Use of relatively thick (2.5–5 mm) axial images, which less perfectly represent the contours of the liver and spleen and might less accurately characterize volume because of partial volume effects, could be considered an additional limitation of our study [29]. However, in agreement with a prior study by Hori et al. [30], our analysis of a subset of segmentations performed using both 0.5-mm- and 5-mm-thick image slices showed excellent agreement and minimal absolute difference in extracted volumes, on the order of 4 mL larger for 0.5-mm segmentations for both liver and spleen. These differences are unlikely to be of clinical significance, and use of thick-slice images is more applicable to clinical practice given the laboriousness associated with segmenting 0.5-mm images [13]. Future work utilizing automated or deep-learning-based algorithms might reduce the laboriousness of segmentation, allowing use of thinner-slice images as part of routine clinical work [2, 3, 5, 13].
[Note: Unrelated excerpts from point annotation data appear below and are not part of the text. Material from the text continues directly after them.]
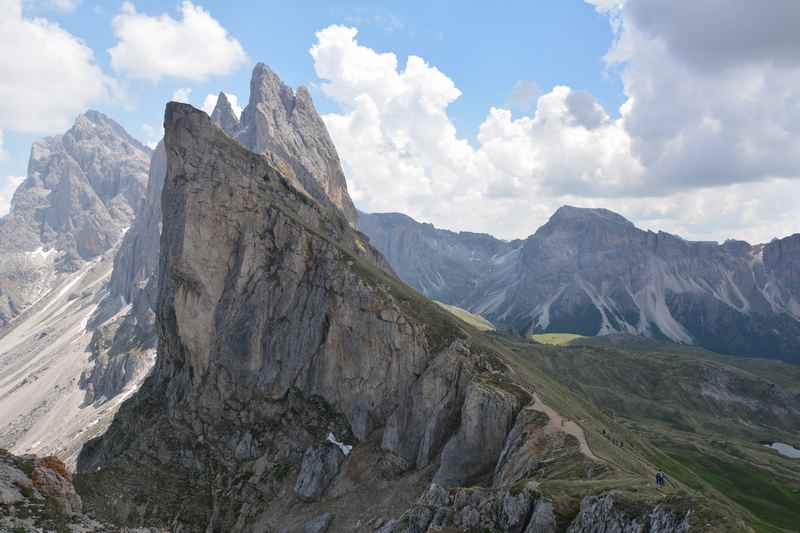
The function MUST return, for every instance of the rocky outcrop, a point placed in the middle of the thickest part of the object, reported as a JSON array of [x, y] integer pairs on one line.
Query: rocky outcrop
[[603, 513], [592, 272], [37, 495], [124, 336], [443, 265], [289, 328], [79, 197], [296, 376], [487, 416], [318, 469], [286, 124]]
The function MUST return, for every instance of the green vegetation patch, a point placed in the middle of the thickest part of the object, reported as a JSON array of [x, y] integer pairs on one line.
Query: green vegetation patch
[[556, 339], [474, 320], [766, 496]]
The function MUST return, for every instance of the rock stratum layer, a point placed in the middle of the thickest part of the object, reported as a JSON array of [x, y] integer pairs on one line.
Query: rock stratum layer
[[80, 195], [57, 376], [283, 339], [592, 272]]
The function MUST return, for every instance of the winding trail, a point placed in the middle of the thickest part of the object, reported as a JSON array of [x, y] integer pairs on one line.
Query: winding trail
[[559, 423]]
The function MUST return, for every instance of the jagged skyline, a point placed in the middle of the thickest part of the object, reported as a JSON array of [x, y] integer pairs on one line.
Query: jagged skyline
[[634, 106]]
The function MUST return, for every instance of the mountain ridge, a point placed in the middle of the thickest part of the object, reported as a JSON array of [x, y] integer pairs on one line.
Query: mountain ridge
[[591, 271]]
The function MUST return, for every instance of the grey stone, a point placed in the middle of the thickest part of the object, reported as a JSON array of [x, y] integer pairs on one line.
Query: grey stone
[[319, 468], [542, 519], [590, 271], [80, 194], [487, 416], [279, 121], [318, 525]]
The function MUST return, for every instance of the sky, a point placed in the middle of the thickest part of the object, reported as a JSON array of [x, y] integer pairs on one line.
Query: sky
[[479, 116]]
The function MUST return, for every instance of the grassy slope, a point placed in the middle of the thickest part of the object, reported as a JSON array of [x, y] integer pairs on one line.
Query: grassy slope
[[720, 496], [556, 339], [707, 455], [476, 321]]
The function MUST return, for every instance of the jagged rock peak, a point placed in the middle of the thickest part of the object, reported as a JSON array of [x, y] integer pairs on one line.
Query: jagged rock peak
[[96, 123], [223, 115], [286, 124]]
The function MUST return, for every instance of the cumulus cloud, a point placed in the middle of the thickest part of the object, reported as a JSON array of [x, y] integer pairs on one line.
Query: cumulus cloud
[[47, 75], [664, 163], [8, 185], [182, 95], [710, 104], [62, 6], [211, 101], [193, 47]]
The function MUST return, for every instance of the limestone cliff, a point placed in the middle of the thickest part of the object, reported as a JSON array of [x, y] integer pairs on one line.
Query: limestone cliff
[[284, 339], [286, 123], [79, 197]]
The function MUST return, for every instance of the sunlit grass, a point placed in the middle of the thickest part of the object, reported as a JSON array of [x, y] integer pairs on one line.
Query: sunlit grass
[[556, 339]]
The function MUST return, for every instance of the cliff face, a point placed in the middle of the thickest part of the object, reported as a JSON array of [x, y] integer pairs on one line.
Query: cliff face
[[285, 123], [56, 250], [284, 339], [79, 197], [591, 271]]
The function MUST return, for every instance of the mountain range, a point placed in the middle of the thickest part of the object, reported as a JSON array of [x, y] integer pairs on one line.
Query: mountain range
[[217, 341], [592, 272]]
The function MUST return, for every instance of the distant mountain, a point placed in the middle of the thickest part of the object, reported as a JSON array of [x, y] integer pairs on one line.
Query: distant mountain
[[57, 247], [297, 379], [592, 272], [80, 195]]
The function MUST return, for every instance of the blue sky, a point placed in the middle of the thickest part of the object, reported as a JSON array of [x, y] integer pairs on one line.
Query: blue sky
[[634, 105], [485, 50]]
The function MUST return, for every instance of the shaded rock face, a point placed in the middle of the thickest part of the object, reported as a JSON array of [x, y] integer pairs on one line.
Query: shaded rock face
[[592, 272], [80, 195], [320, 465], [441, 264], [275, 336], [290, 328], [279, 121], [125, 337], [37, 495], [602, 513]]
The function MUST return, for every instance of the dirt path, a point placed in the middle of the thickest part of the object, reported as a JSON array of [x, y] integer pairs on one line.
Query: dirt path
[[559, 423]]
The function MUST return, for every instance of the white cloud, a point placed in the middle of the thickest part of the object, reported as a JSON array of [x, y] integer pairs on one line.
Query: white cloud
[[710, 104], [401, 151], [47, 75], [211, 101], [182, 95], [194, 47], [63, 6], [8, 185]]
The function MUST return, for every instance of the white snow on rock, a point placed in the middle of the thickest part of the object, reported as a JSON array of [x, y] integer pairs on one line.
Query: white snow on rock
[[346, 448]]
Further limitations of our study include a sample derived from emergency visits, which might mean less complete medical records, potentially missing the presence of chronic diseases that could affect liver and spleen volumes. Additionally, a fraction (28%) of our sample was imaged following abdominal trauma, which has been related to both increases and decreases in splenic volume and thus might have skewed our results [31, 32]. Finally, all included examinations were enhanced with intravenous contrast material, preventing exclusion of “silent” hepatic steatosis, which could have biased liver volumes.

Conclusion

Based on manual segmentation of a carefully selected sample of children and adolescents without known liver or splenic disease, we report reference volumes for liver and spleen in the pediatric population. Further work is needed to validate these reference values in larger populations and to test 5th and 95th percentile thresholds for identifying liver and spleen pathology.